Mastertronic, Amiga £4.99
Say the name Mike Singleton and what instantly springs to mind? Well, in my case it was nothing (what's new?) but to many people the name is synonymous with a strategy/ adventure game called The Lords of Midnight: an innovative and highly successful game that's still remembered by many with a sense of awe. And more recently there was the epic arcade/ strategy game Midwinter. In fact, innovation seems to be Singleton's forte as Grimblood is definitely not of your run-of-the-mill game design.
There you are minding your own business, wondering how you were going to fill another day amid the cold corridors of castle Grimblood when a scream echoes through the hallways. Someone has been murdered and it's your job to find the killer before he strikes again. Cue music.
Grimblood opens by showing you its Castle screen through which the interrogation and exploration screens are accessed – clicking on castle windows identifies the rooms behind them and gives you the option to travel there. While travelling to a chosen location you may stop at any time to explore other areas along the way or to interrogate anyone you meet.
Function keys are assigned to particular questions you may ask of people, instructions you may give and accusations you can make – but don't go accusing someone of the murders unless you have positive proof of their guilt: they soon become unfriendly. You can also assign people to go to particular locations to observe happenings and report back to you. Not everybody will co-operate though.
Objects found can be examined and adjacent rooms described with the pointing of the cursor and click of the mouse. Secret passages abound, making it easy to get lost if you don't keep track of your whereabouts.
To win you need to accuse the right person of the murders – and with characters such as Ironbrain and Lockjaw to deal with your choice of suspects is vast. He/ she will confess eventually but don't forget to get a witness. Neither should you dawdle as the murderer will carry on with his/ her devilish doings until everyone is dead. And while the murders will whittle down the number of suspects, you never know when you'll be the next victim.
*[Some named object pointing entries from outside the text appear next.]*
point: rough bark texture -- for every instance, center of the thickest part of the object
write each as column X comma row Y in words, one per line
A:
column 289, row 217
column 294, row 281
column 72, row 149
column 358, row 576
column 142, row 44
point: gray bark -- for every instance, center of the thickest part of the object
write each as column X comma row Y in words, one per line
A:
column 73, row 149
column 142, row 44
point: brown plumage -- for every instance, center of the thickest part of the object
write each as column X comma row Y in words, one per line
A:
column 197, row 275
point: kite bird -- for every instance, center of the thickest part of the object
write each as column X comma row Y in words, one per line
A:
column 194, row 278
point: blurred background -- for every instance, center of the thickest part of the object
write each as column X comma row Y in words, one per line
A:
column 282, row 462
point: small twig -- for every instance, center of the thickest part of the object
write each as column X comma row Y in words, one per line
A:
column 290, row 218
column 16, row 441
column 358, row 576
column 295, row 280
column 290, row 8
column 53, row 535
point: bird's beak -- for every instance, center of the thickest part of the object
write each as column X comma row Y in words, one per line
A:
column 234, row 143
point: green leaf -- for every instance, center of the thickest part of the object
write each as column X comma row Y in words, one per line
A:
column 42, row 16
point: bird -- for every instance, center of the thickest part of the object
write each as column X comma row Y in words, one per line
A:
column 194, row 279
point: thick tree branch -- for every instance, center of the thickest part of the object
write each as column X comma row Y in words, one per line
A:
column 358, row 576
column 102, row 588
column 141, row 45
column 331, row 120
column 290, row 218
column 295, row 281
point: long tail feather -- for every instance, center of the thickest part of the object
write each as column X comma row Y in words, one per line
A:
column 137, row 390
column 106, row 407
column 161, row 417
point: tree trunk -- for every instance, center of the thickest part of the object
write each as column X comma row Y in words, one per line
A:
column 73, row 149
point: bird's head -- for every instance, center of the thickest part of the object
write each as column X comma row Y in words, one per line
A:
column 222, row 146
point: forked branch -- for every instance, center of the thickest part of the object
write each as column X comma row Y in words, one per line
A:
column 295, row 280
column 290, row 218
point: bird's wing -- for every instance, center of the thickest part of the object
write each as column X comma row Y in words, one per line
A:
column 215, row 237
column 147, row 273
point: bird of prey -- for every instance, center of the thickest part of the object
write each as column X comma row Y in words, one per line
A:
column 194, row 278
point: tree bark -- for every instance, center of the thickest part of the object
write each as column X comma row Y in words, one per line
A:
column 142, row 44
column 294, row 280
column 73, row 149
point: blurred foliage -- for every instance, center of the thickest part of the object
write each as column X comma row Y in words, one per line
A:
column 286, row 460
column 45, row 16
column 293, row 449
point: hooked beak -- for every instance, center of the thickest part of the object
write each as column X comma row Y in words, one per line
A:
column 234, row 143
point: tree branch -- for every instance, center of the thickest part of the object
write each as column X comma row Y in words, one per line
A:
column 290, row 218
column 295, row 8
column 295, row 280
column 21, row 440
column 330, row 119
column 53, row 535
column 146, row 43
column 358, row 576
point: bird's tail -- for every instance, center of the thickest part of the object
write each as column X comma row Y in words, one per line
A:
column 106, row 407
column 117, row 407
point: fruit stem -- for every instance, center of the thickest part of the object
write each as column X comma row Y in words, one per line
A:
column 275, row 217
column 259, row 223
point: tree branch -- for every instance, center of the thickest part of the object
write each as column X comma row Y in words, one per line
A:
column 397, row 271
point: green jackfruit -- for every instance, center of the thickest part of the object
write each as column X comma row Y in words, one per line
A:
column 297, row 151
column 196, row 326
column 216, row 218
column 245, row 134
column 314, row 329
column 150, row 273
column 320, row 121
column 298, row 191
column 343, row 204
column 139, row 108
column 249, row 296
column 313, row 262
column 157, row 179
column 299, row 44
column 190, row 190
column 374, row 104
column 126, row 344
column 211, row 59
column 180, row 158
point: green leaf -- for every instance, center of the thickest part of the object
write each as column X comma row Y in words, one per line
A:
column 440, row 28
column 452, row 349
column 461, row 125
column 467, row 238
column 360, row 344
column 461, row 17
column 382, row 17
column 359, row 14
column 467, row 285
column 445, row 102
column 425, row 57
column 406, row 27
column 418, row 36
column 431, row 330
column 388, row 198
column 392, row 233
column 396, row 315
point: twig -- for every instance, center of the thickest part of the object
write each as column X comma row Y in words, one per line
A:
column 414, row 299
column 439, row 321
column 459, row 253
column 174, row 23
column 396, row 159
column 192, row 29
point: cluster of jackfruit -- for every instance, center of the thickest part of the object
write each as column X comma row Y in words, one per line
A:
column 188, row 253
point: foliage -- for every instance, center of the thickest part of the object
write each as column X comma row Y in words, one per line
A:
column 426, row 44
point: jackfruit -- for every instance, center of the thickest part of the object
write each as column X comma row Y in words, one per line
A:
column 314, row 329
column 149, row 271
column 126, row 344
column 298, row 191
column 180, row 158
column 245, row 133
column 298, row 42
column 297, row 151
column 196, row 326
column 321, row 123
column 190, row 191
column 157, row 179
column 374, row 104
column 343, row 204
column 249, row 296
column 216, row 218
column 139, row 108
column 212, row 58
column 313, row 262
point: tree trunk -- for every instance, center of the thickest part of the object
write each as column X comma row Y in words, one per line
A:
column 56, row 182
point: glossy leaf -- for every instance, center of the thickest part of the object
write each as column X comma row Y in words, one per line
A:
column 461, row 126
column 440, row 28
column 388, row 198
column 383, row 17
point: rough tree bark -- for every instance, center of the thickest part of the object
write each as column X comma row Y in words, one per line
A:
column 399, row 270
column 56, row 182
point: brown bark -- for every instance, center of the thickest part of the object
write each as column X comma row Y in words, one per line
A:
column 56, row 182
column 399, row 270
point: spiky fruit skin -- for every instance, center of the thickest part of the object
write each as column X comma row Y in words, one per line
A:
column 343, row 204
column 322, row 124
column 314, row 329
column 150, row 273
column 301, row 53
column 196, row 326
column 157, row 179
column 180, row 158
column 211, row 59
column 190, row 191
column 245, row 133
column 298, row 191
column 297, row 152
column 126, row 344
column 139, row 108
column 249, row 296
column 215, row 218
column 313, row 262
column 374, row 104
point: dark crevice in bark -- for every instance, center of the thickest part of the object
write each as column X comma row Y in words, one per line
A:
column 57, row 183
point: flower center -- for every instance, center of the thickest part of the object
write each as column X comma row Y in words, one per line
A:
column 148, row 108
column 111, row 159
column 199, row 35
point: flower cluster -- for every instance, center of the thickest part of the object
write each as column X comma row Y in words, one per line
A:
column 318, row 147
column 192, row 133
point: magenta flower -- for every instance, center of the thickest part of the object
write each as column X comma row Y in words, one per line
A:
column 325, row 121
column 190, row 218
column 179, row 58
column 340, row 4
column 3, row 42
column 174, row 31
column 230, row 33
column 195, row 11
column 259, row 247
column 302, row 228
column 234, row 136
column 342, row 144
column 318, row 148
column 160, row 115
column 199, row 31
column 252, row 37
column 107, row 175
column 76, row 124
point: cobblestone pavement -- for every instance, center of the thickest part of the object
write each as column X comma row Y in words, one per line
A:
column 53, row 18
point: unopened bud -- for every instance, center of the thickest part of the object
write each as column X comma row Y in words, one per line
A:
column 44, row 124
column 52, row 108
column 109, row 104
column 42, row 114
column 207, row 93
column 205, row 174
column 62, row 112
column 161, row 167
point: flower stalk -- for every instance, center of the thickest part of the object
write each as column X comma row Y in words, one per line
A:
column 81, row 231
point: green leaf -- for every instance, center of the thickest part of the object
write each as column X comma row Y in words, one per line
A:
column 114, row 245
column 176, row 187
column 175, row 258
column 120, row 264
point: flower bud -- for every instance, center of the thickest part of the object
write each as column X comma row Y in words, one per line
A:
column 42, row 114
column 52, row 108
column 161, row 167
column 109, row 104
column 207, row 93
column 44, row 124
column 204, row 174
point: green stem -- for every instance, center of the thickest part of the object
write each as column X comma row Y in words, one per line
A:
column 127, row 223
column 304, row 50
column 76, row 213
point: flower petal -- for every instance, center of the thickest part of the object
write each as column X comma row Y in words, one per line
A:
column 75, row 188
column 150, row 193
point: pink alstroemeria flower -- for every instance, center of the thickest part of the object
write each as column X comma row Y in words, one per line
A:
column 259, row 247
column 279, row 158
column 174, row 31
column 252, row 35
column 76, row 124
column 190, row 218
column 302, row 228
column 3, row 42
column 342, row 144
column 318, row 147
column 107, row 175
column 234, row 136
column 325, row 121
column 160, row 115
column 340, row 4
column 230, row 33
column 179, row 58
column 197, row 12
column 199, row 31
David Whittaker (another famous name) created the music in Grimblood, but while it's fairly effective it's also quite repetitive. Sound effects are ok but the speech (thankfully accompanied by text) is not very good.
Gameplay alters each time you play Grimblood in that different people get murdered with different weapons and the guilty party is never the same guy/ girl twice (well, not very often). While there's not a lot to get excited about in Grimblood, it will make you think and it's an interesting concept which is good value for money.